Выбрать главу

Ну что же, надо прекращать дело… Нет, механизм получения ранения остается неясным. Проникающее ранение – это не поверхностный порез, не прокол. Оно требует значительного усилия. Подозреваемый утверждает, что девушка на пол не падала, ей помешала стена. Но стены в ванной облицованы кафелем и рукоять ножа должна просто скользить по кафелю и в том случае, если тело даже всей массой упрется в лезвие ножа, зажатого в руке. Упор, необходимый для проникновения лезвия в тело, отсутствует… Я выехал на дополнительный осмотр квартиры. Раковина в ванной по-прежнему отсутствовала, а плитка на стенах была выложена халтурно: швы шириной местами превышали один сантиметр, а неровности между плитками достигали 0,5 сантиметра. Такая неровность в совокупности с цементным швом вполне могла препятствовать скольжению по плитке окантованной алюминием рукояти кухонного ножа, что и было наглядно продемонстрировано. Причем это происходило и при отклонении ножа от вертикали. Конечно, нужно экспертное заключение.

Я печатал постановление о назначении дополнительной судебно-медицинской экспертизы, когда в кабинете появился подозреваемый со своим адвокатом. «Мы заявляем ходатайство о проведении следственного эксперимента с участием судебного медика» – адвокат демонстративно положил на стол лист бумаги с текстом ходатайства. В ответ на его напористую интонацию, я улыбнулся. «И не надо улыбаться, – эмоционально продолжил адвокат, – я считаю это необходимым и прошу расписаться в приеме ходатайства». Продолжая улыбаться, я развернул лежащий на столе лист с конспективным рукописным планом расследования: «Проведение эксперимента мною запланировано.

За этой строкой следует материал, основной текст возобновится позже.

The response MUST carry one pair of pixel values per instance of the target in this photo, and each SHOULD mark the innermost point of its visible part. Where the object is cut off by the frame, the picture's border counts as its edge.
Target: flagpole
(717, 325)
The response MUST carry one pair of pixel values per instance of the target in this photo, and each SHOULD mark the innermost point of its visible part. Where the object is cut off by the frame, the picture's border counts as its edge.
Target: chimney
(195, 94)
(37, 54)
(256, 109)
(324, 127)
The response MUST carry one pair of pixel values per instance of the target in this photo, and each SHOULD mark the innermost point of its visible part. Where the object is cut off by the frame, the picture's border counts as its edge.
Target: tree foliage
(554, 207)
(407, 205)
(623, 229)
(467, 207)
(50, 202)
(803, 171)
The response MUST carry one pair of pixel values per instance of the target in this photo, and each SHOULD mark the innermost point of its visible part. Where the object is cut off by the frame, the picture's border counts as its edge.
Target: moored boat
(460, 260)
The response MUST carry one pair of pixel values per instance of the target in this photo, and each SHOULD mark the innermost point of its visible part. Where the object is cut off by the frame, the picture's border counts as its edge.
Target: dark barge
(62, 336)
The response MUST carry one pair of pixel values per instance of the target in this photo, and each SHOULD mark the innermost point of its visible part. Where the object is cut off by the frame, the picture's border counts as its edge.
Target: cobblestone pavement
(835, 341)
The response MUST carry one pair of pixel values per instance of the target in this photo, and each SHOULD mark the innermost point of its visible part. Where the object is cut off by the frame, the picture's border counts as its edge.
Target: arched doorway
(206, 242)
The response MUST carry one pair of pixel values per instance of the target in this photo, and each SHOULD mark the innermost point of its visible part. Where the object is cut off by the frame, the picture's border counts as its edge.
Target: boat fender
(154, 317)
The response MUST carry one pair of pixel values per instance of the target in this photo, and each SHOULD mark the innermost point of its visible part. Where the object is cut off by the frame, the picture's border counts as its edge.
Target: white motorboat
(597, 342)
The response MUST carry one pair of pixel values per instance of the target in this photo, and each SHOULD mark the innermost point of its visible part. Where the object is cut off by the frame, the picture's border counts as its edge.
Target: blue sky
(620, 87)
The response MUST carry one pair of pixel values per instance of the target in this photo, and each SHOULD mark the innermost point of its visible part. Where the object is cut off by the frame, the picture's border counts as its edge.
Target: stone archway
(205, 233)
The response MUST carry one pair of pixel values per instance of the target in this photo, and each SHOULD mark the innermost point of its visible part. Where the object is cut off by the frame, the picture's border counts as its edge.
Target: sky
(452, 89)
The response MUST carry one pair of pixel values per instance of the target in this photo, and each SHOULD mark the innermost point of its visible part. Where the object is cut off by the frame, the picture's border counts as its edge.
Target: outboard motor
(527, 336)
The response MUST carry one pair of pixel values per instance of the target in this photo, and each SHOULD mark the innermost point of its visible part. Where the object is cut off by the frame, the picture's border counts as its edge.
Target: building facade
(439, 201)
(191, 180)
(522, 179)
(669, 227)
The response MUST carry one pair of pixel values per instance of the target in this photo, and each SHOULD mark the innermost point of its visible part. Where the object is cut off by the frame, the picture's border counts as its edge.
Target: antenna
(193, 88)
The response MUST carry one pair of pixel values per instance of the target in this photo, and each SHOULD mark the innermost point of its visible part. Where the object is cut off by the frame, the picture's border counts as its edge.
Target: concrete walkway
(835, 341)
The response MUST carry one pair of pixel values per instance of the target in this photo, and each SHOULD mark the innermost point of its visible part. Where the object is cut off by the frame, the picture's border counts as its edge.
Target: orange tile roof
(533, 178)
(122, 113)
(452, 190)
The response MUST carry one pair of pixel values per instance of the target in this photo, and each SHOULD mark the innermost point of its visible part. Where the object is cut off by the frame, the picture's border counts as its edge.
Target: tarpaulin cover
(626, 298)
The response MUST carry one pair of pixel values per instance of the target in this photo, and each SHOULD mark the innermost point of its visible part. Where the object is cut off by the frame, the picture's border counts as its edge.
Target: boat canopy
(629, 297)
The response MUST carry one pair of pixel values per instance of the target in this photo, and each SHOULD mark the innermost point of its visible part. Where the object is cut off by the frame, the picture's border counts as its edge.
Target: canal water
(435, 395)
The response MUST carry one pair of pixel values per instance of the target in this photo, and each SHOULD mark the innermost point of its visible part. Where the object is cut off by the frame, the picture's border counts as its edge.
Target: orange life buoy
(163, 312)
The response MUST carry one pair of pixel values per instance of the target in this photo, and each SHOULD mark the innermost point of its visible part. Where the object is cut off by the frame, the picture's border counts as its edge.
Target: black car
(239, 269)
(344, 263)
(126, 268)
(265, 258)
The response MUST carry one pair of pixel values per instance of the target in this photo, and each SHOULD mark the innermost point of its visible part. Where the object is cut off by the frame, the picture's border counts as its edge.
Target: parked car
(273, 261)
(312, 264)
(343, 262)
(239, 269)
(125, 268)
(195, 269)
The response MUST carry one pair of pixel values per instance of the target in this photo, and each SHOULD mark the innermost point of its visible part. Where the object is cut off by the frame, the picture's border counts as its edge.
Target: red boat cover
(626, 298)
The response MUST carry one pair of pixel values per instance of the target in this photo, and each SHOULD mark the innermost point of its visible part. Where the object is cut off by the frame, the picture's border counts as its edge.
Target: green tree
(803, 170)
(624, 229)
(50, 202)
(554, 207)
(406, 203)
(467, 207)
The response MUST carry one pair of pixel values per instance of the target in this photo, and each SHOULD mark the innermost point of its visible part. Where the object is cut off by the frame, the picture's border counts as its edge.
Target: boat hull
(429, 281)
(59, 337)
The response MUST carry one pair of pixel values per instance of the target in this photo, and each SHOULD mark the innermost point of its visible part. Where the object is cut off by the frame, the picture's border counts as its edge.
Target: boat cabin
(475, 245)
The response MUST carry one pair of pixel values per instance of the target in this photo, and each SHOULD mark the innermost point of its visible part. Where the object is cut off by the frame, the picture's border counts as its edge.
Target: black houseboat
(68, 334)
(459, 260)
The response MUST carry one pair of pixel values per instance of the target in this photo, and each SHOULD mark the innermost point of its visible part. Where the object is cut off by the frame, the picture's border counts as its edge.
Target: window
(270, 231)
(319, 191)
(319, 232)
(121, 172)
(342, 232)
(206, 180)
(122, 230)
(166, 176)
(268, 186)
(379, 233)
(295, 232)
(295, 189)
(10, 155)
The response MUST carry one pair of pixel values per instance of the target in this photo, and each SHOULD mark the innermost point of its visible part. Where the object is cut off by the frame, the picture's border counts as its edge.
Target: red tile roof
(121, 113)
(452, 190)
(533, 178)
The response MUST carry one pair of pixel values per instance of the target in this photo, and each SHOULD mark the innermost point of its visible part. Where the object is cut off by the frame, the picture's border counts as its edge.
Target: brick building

Запишите себе дату и время его проведения». С удивлением и уважением поглядев на меня, адвокат все же попросил приобщить ходатайство к делу.

На следственном эксперименте судебно-медицинский эксперт первоначально при понятых выразил недоумение нахождением подозреваемого на свободе и сомнение в необходимости проведения эксперимента: какое сомнение может вызывать нанесение ножевого удара? Пришлось напомнить ему, что меру пресечения и необходимость проведения следственных действий определяет следователь, а его обязанность присутствовать при проведении следственного эксперимента, внося, при необходимости, поправки в действия его участников и замечания в пределах своей компетенции. А свои мотивированные выводы он изложит в своем заключении. Женщина-дублер, незначительно отличавшаяся по росту и комплекции с погибшей, демонстрировала её действия с муляжом ножа по указанию подозреваемого. При этом было отражено состояние плиток и швов напротив муляжа ножа, зажатого в ее отведенной за спину правой руке. Замечаний от эксперта не последовало. Спустя неделю заключение было готово. Передавая его, проработавший более 20 лет эксперт сказал: «Не буду на старости лет брать грех на душу. Я не могу исключить причинения проникающего ранения при обстоятельствах, продемонстрированных при следственном эксперименте».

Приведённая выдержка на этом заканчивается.